Hallo! Ich würde gerne eine bestehende Java-Programmkomponente modifizieren, aber meine Java Kenntnisse reichen leider hierfür nicht aus. Es geht um die Übermittlung von Daten, die einen vorher festgelegten Timestamp erhalten sollten, anstelle des aktuellen Timestamp zum Zeitpunkt der Übermittlung. Ich habe das relevante File mittels Decompiler auch schon ausfindig gemacht und soweit ich den Code verstanden habe, sollte das gar nicht so schwierig sein. Da es für unsere Firma nützlich wäre, würde ich bereit den Aufwand zu entschädigen (einfach mittels paypal). Termin wäre allerdings schon diesen Mittwoch. 
Wer kann mir helfen?
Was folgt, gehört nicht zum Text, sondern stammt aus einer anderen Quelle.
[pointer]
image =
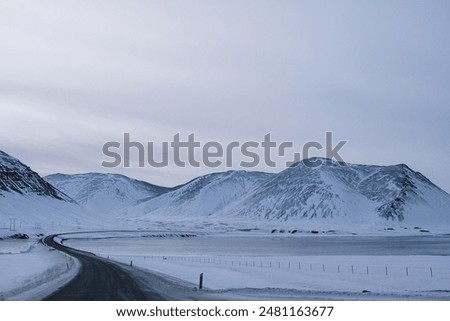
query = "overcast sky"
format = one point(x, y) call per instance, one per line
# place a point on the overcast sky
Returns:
point(76, 74)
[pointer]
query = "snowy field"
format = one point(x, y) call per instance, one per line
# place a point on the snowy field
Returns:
point(31, 271)
point(274, 267)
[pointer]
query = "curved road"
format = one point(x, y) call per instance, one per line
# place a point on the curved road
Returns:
point(99, 280)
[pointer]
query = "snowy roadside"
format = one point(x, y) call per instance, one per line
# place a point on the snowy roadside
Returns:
point(268, 268)
point(322, 277)
point(32, 271)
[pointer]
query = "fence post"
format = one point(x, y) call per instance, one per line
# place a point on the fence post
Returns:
point(200, 282)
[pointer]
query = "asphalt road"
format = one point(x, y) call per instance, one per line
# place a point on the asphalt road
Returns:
point(100, 280)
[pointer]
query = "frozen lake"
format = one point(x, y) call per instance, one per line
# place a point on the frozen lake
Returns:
point(313, 266)
point(267, 245)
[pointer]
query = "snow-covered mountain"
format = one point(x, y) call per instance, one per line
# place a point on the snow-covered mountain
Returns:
point(31, 202)
point(346, 193)
point(16, 177)
point(328, 195)
point(201, 197)
point(104, 192)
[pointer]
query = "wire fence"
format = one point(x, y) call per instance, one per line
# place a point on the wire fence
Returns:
point(306, 267)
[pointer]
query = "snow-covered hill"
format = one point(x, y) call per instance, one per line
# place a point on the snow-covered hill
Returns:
point(351, 194)
point(329, 195)
point(201, 197)
point(104, 192)
point(32, 203)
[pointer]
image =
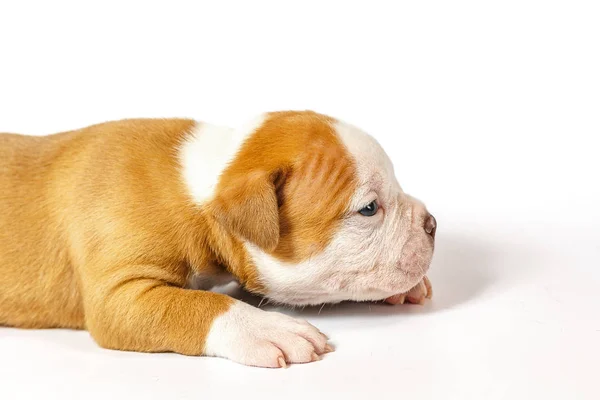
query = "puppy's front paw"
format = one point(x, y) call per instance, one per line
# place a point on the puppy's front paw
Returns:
point(251, 336)
point(416, 295)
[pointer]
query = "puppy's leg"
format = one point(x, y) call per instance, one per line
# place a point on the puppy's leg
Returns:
point(147, 314)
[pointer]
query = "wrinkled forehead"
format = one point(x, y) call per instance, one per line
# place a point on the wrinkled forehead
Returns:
point(374, 169)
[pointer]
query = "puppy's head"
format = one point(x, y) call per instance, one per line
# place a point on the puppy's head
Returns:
point(317, 208)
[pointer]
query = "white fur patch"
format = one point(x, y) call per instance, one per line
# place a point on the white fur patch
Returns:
point(251, 336)
point(369, 258)
point(207, 152)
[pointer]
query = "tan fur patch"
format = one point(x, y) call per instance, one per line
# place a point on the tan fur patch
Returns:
point(294, 161)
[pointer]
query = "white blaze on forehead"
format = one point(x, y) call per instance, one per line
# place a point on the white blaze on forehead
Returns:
point(207, 152)
point(372, 162)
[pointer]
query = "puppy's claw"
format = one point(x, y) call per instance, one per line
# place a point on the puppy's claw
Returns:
point(281, 362)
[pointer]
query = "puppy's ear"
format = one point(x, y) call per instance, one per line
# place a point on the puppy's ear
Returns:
point(247, 206)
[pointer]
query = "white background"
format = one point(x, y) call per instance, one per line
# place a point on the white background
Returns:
point(490, 112)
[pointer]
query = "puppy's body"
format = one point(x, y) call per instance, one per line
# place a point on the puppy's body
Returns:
point(106, 228)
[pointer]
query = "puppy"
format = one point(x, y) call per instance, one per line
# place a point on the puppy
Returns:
point(111, 227)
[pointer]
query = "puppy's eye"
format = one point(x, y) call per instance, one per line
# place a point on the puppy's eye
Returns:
point(370, 209)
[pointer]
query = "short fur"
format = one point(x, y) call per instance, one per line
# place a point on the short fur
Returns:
point(102, 229)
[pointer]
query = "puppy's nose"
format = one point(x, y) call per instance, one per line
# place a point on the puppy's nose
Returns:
point(430, 225)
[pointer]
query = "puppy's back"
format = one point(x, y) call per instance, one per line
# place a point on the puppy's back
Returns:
point(38, 284)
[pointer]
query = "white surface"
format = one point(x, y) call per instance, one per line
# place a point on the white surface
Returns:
point(496, 104)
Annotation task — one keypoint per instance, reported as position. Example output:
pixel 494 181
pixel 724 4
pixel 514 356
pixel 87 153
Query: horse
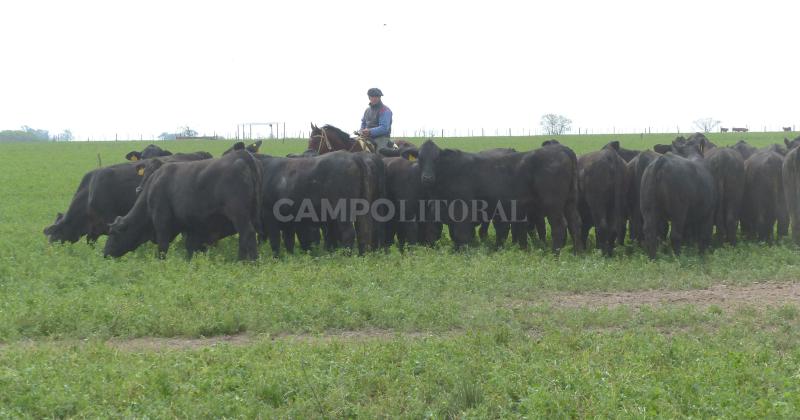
pixel 329 138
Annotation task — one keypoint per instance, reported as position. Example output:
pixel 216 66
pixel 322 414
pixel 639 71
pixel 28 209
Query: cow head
pixel 693 148
pixel 150 151
pixel 791 144
pixel 145 170
pixel 62 232
pixel 123 237
pixel 429 154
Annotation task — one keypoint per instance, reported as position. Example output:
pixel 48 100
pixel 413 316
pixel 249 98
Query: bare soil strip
pixel 726 297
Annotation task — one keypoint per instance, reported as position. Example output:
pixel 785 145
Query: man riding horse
pixel 376 124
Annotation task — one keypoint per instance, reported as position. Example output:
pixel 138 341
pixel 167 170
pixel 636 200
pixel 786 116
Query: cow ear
pixel 410 154
pixel 662 148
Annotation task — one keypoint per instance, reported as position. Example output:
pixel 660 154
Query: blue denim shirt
pixel 384 122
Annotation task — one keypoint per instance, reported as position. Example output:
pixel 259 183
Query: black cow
pixel 541 181
pixel 727 168
pixel 635 171
pixel 298 192
pixel 764 200
pixel 790 174
pixel 411 223
pixel 102 195
pixel 680 190
pixel 601 193
pixel 149 152
pixel 202 200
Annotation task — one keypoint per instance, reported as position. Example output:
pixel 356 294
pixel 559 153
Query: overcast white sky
pixel 146 67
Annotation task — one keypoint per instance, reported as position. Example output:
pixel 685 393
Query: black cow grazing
pixel 542 181
pixel 302 194
pixel 790 174
pixel 102 195
pixel 203 200
pixel 150 151
pixel 411 224
pixel 744 148
pixel 680 190
pixel 239 145
pixel 626 154
pixel 727 168
pixel 636 169
pixel 764 201
pixel 601 184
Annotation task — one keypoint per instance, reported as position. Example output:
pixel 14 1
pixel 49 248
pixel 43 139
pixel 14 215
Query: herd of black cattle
pixel 681 191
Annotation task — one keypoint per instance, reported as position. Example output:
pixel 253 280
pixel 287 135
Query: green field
pixel 430 333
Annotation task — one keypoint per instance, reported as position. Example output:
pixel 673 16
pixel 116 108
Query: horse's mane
pixel 342 134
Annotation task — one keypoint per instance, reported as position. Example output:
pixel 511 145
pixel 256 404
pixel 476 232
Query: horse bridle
pixel 322 136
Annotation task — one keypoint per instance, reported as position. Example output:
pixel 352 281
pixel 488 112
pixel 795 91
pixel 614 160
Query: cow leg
pixel 288 237
pixel 501 230
pixel 248 246
pixel 461 233
pixel 483 231
pixel 676 234
pixel 519 234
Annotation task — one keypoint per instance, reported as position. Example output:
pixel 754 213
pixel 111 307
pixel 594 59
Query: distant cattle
pixel 203 200
pixel 148 152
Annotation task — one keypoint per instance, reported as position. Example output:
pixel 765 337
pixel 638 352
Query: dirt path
pixel 757 295
pixel 726 297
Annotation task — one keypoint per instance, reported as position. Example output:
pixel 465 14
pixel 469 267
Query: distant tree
pixel 187 132
pixel 706 124
pixel 24 134
pixel 555 124
pixel 66 135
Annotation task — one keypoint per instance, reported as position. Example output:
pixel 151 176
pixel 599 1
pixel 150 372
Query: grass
pixel 441 334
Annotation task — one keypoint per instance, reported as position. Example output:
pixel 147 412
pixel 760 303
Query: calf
pixel 680 190
pixel 764 203
pixel 601 183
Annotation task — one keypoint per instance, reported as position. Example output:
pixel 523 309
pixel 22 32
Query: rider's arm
pixel 384 122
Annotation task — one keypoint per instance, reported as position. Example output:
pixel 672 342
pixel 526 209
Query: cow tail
pixel 364 224
pixel 255 174
pixel 791 190
pixel 571 204
pixel 619 199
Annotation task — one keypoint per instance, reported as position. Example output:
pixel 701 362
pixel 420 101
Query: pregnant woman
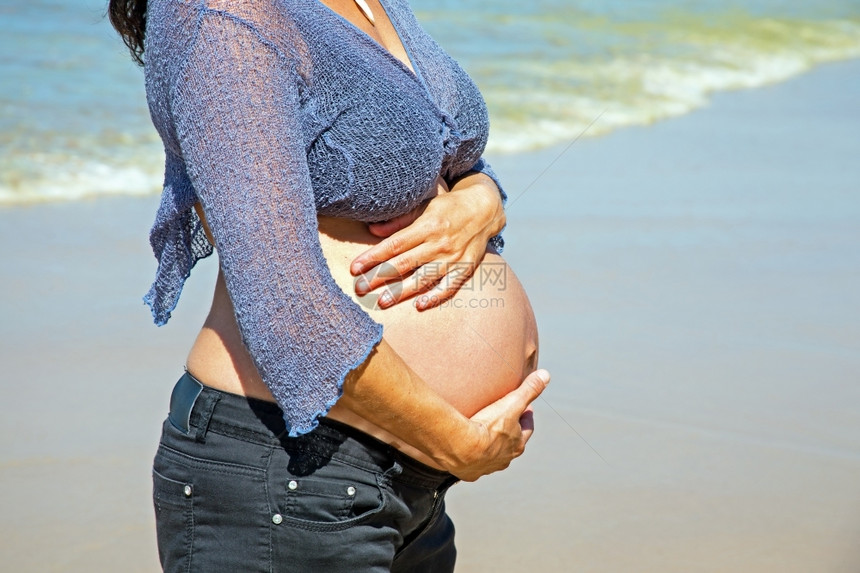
pixel 301 438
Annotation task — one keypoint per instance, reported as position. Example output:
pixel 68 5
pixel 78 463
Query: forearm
pixel 487 198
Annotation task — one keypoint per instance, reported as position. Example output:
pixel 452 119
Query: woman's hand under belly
pixel 474 348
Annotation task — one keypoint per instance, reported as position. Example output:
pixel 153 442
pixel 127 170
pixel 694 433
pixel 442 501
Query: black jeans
pixel 232 493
Ich kann das File auf Anfrage sofort zuschicken!

Vielen Dank!
Franz Hauser


----------



## maki (10. Dez 2007)

> Decompiler


Ist das gar nicht euer Code der verändert werden soll?


----------



## Wildcard (10. Dez 2007)

franaz hat gesagt.:
			
		

> Ich habe das relevante File mittels Decompiler auch schon ausfindig gemacht
> ...
> Da es für unsere Firma nützlich wäre


Wenn ihr keinen Quelltext habt, ist es in fast allen Fällen nicht erlaubt selbiges Programm zu modifizieren.
Dürfte dir schwer fallen jemand seriöses zu finden, der bereit ist sich auf etwas potentiell illegales einzulassen, insbesondere da ein Unternehmen involviert ist.


----------